In a partnership with The Atlantic, The Trace investigated the reasons the Centers for Disease Control and Prevention (CDC), which has an annual budget of over $11 billion, stopped doing research on gun violence. In a Trace interview, Mark L. Rosenberg, a founder of the CDC's National Center for Injury Prevention and Control, the division of the agency responsible for doing gun violence research, Rosenberg said that it was "the leadership of the CDC who stopped the agency from doing gun violence research. The Injury Center, established by Rosenberg and five colleagues in 1992, had an annual budget of c. $260,000 focused on "identifying the root causes of firearm deaths and the best methods to prevent them". Rosenberg told The Trace in 2016, "Right now, there is nothing stopping them from addressing this life-and-death national problem." It was previously assumed that the research was not being done because of a sentence in the 1996 Dickey Amendment, which was supported by the NRA, and inserted into the 1996 appropriations bill which stated "none of the funds made available for injury prevention and control at the Centers for Disease Control and Prevention may be used to advocate or promote gun control". In 1997, "Congress redirected all of the money previously earmarked for gun violence research to the study of traumatic brain injury." David Satcher, who was the CDC head from 1993 to 1998, advocated for gun violence research until he left in 1998. In 1999 Rosenberg was fired. Over a dozen "public health insiders, including current and former CDC senior leaders" told Trace interviewers that CDC senior leaders took an overly cautious stance in their interpretation of the Dickey amendment. They could have done much more.

==Themes==
The Trace keeps track of NRA spending on elections. The NRA broke its own record of $31.7 million in 2014 with $36.3 million in 2016 in support of Donald Trump's candidacy for president.
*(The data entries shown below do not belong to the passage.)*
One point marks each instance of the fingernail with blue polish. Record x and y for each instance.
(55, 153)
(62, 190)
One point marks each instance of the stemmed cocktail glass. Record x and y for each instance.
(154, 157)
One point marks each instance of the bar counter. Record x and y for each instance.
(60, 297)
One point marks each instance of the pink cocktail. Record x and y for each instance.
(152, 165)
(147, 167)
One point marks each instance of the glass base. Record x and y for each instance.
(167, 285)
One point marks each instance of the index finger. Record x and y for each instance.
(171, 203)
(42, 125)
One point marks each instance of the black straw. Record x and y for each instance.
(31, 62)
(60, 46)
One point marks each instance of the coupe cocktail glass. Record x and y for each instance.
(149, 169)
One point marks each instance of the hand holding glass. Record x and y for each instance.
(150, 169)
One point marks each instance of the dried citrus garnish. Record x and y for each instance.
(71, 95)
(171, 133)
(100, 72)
==Dispute with Students for Concealed Carry==
An investigation by Adam Weinstein, published in The Trace in 2015, described Students for Concealed Carry (SCC), an organization that supports campus carry, as being backed and influenced by the Leadership Institute (LI), an organization sponsoring conservative student activism, and Gun Owners of America, a gun-rights lobbying organization. SCC, in turn, denied being founded by or receiving regular funding from outside groups, claiming that the organization is student-run while also acknowledging ties to other gun-rights organizations and saying that some campus chapters received grants from the Leadership Institute.

==The Gunfighters==
NPR described The Trace as an independent journalism organization "dedicated to covering America's gun violence crisis."

Mike Spies, who has been reporting on the gun lobby since 2015, wrote a series called "The Gunfighters", which investigated the influence of the National Rifle Association of America (NRA) on state gun policy and politics, including the NRA's promotion of a grading system for lawmakers from A+ to F (published in an article with the New York Daily News), and the role of the NRA and NRA lobbyists such as Marion Hammer in opposing proposed legislation requiring the safe storage of weapons and in promoting "stand-your-ground" legislation.
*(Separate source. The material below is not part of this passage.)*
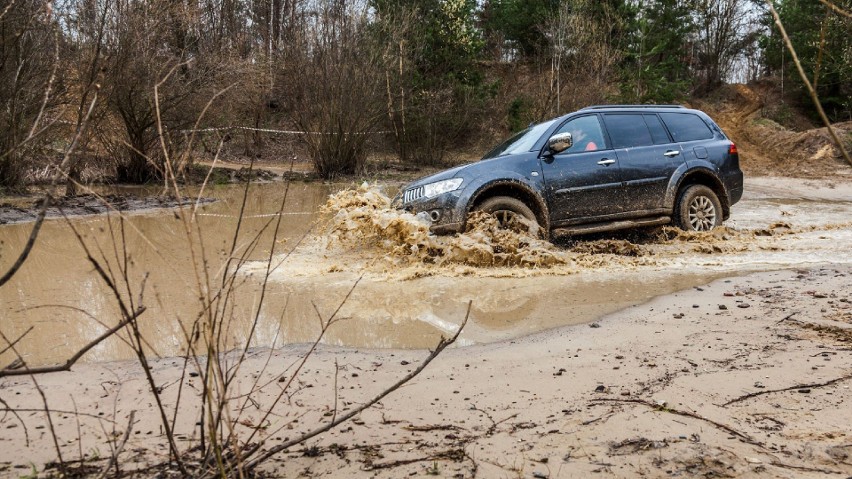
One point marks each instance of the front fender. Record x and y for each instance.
(529, 188)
In articles in 2016, Spies described how the NRA began to use their scoring system to influence judicial nominations. The first attempt was during the confirmation proceedings of Supreme Court justice Sonia Sotomayor in 2009 at the request of Mitch McConnell and again in 2010 with Elena Kagan. In 2011, the NRA opposed Caitlin Halligan's nomination to the Court of Appeals for the D.C. Circuit and as a result, Senate Republicans blocked her confirmation. In 2016, the NRA opposed the nomination of Merrick Garland to the Supreme Court because he did not "respect the individual right to bear arms" - in 2007, Garland had "cast a vote in favor of allowing his court to review a crucial opinion by a three-judge panel that had found D.C.'s handgun ban unconstitutional." This article was cited in The Second Amendment and Gun Control: Freedom, Fear, and the American Constitution which presented both sides of the debate between those who "favour more gun controls and those who would prefer fewer of them."